3. If the /etc/inittab file exists. The init command attempts to locate an initdefault entry in the /etc/inittab file.

a) if the initdefault entry exist. The init command uses the specified run level as the initial system run level.

b) if the initdefault entry does not exists, the init command requests that the user enter a run level from the console

c) If the user enters an S, s, M, or m run level, the init command enters the maintenance run level. This is the only run level that does not require a properly formatted /etc/inittab file.

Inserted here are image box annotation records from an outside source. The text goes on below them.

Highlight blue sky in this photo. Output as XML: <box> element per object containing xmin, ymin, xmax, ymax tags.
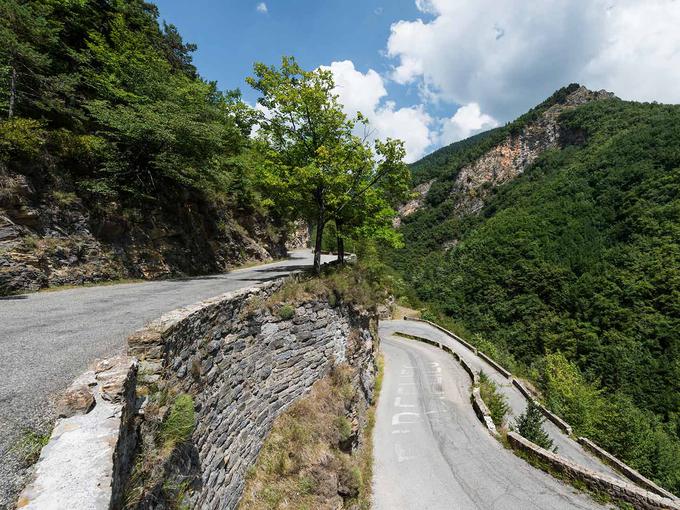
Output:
<box><xmin>155</xmin><ymin>0</ymin><xmax>680</xmax><ymax>161</ymax></box>
<box><xmin>155</xmin><ymin>0</ymin><xmax>428</xmax><ymax>111</ymax></box>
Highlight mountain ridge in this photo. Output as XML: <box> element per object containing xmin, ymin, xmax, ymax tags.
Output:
<box><xmin>385</xmin><ymin>89</ymin><xmax>680</xmax><ymax>492</ymax></box>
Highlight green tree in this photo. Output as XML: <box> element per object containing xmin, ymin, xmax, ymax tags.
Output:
<box><xmin>0</xmin><ymin>0</ymin><xmax>60</xmax><ymax>119</ymax></box>
<box><xmin>247</xmin><ymin>57</ymin><xmax>409</xmax><ymax>272</ymax></box>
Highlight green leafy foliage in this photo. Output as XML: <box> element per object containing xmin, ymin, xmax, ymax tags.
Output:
<box><xmin>479</xmin><ymin>370</ymin><xmax>510</xmax><ymax>427</ymax></box>
<box><xmin>159</xmin><ymin>393</ymin><xmax>196</xmax><ymax>450</ymax></box>
<box><xmin>385</xmin><ymin>98</ymin><xmax>680</xmax><ymax>492</ymax></box>
<box><xmin>0</xmin><ymin>0</ymin><xmax>262</xmax><ymax>209</ymax></box>
<box><xmin>515</xmin><ymin>400</ymin><xmax>557</xmax><ymax>451</ymax></box>
<box><xmin>248</xmin><ymin>57</ymin><xmax>410</xmax><ymax>273</ymax></box>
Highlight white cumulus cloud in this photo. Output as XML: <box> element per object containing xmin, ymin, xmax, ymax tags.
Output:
<box><xmin>327</xmin><ymin>60</ymin><xmax>434</xmax><ymax>162</ymax></box>
<box><xmin>387</xmin><ymin>0</ymin><xmax>680</xmax><ymax>121</ymax></box>
<box><xmin>437</xmin><ymin>103</ymin><xmax>498</xmax><ymax>145</ymax></box>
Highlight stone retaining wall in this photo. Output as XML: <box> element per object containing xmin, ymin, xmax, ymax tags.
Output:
<box><xmin>578</xmin><ymin>437</ymin><xmax>678</xmax><ymax>499</ymax></box>
<box><xmin>19</xmin><ymin>279</ymin><xmax>377</xmax><ymax>510</ymax></box>
<box><xmin>508</xmin><ymin>432</ymin><xmax>680</xmax><ymax>510</ymax></box>
<box><xmin>128</xmin><ymin>282</ymin><xmax>377</xmax><ymax>509</ymax></box>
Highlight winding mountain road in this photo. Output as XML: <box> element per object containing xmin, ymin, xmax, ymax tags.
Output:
<box><xmin>373</xmin><ymin>321</ymin><xmax>603</xmax><ymax>510</ymax></box>
<box><xmin>0</xmin><ymin>250</ymin><xmax>332</xmax><ymax>509</ymax></box>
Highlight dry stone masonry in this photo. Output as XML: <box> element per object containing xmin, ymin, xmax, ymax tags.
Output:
<box><xmin>19</xmin><ymin>280</ymin><xmax>377</xmax><ymax>510</ymax></box>
<box><xmin>129</xmin><ymin>282</ymin><xmax>375</xmax><ymax>509</ymax></box>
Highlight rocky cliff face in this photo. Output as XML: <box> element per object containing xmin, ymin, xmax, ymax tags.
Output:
<box><xmin>0</xmin><ymin>164</ymin><xmax>285</xmax><ymax>295</ymax></box>
<box><xmin>399</xmin><ymin>86</ymin><xmax>615</xmax><ymax>221</ymax></box>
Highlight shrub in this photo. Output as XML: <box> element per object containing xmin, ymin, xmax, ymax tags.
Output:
<box><xmin>515</xmin><ymin>400</ymin><xmax>557</xmax><ymax>452</ymax></box>
<box><xmin>0</xmin><ymin>117</ymin><xmax>45</xmax><ymax>159</ymax></box>
<box><xmin>479</xmin><ymin>370</ymin><xmax>510</xmax><ymax>427</ymax></box>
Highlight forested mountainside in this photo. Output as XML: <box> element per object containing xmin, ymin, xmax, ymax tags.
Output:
<box><xmin>385</xmin><ymin>85</ymin><xmax>680</xmax><ymax>493</ymax></box>
<box><xmin>0</xmin><ymin>0</ymin><xmax>285</xmax><ymax>294</ymax></box>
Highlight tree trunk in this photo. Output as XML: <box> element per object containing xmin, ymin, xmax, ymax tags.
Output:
<box><xmin>335</xmin><ymin>220</ymin><xmax>345</xmax><ymax>264</ymax></box>
<box><xmin>7</xmin><ymin>66</ymin><xmax>17</xmax><ymax>119</ymax></box>
<box><xmin>314</xmin><ymin>218</ymin><xmax>325</xmax><ymax>274</ymax></box>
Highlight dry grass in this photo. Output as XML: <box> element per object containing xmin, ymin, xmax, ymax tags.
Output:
<box><xmin>239</xmin><ymin>365</ymin><xmax>370</xmax><ymax>510</ymax></box>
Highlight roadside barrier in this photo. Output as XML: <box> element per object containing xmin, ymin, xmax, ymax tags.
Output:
<box><xmin>399</xmin><ymin>317</ymin><xmax>680</xmax><ymax>502</ymax></box>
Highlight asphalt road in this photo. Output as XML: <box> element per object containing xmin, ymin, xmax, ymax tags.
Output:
<box><xmin>382</xmin><ymin>321</ymin><xmax>629</xmax><ymax>482</ymax></box>
<box><xmin>0</xmin><ymin>251</ymin><xmax>331</xmax><ymax>508</ymax></box>
<box><xmin>373</xmin><ymin>323</ymin><xmax>603</xmax><ymax>510</ymax></box>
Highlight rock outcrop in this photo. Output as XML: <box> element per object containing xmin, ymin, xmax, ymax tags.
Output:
<box><xmin>19</xmin><ymin>279</ymin><xmax>377</xmax><ymax>510</ymax></box>
<box><xmin>0</xmin><ymin>163</ymin><xmax>285</xmax><ymax>295</ymax></box>
<box><xmin>396</xmin><ymin>86</ymin><xmax>615</xmax><ymax>221</ymax></box>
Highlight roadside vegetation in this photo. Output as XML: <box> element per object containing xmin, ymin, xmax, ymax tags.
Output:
<box><xmin>123</xmin><ymin>392</ymin><xmax>196</xmax><ymax>509</ymax></box>
<box><xmin>384</xmin><ymin>89</ymin><xmax>680</xmax><ymax>493</ymax></box>
<box><xmin>479</xmin><ymin>370</ymin><xmax>510</xmax><ymax>428</ymax></box>
<box><xmin>513</xmin><ymin>399</ymin><xmax>557</xmax><ymax>452</ymax></box>
<box><xmin>239</xmin><ymin>358</ymin><xmax>382</xmax><ymax>510</ymax></box>
<box><xmin>13</xmin><ymin>430</ymin><xmax>50</xmax><ymax>466</ymax></box>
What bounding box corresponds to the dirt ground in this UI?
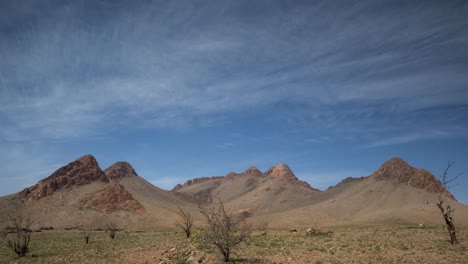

1. If the /etc/inittab file does not exist, the init command places the system in the maintenance run level by default.
2. The init command rereads the /etc/inittab file every 60 second. If the /etc/inittab file has changed since the last time the init command read it, the new command in the /etc/inittab file are executed.

• The /etc/inittab file controls the initialization process
• The /etc/inittab file supplies the script to the init command’s role as a general process dispatcher. The process that constitutes the majority of the init command’s process dispatching activities is the /etc/getty line process, which initiates individual terminal lines. Other processes typically dispatched by the init command are daemons and the shell.

Understanding the Boot Process

During the boot process, the system tests the hardware, loads and executes the operating system, and configures devices. To boot the operating system, the following resources are required:

• A boot image that can be loaded after the machine is turned on or reset.
• Access to the root and /usr file systems.

There are three types of system boots:

Hard Disk Boot	A machine is started for normal operations with the key in the Normal position. For more information, see "Understanding System Boot Processing" .
Diskless Network Boot	A diskless or dataless workstation is started remotely over a network. A machine is started for normal operations with the key in the Normal position. One or more remote file servers provide the files and programs that diskless or dataless workstations need to boot.
Service Boot	A machine is started from a hard disk, network, tape, or CD-ROM with the key set in the Service position. This condition is also called maintenance mode. In maintenance mode, a system administrator can perform tasks such as installing new or updated software and running diagnostic checks. For more information, see "Understanding the Service Boot Process" .

During a hard disk boot, the boot image is found on a local disk created when the operating system was installed. During the boot process, the system configures all devices found in the machine and initializes other basic software required for the system to operate (such as the Logical Volume Manager). At the end of this process, the file systems are mounted and ready for use. For more information about the file system used during boot processing, see "Understanding the RAM File System" .

The same general requirements apply to diskless network clients. They also require a boot image and access to the operating system file tree. Diskless network clients have no local file systems and get all their information by way of remote access.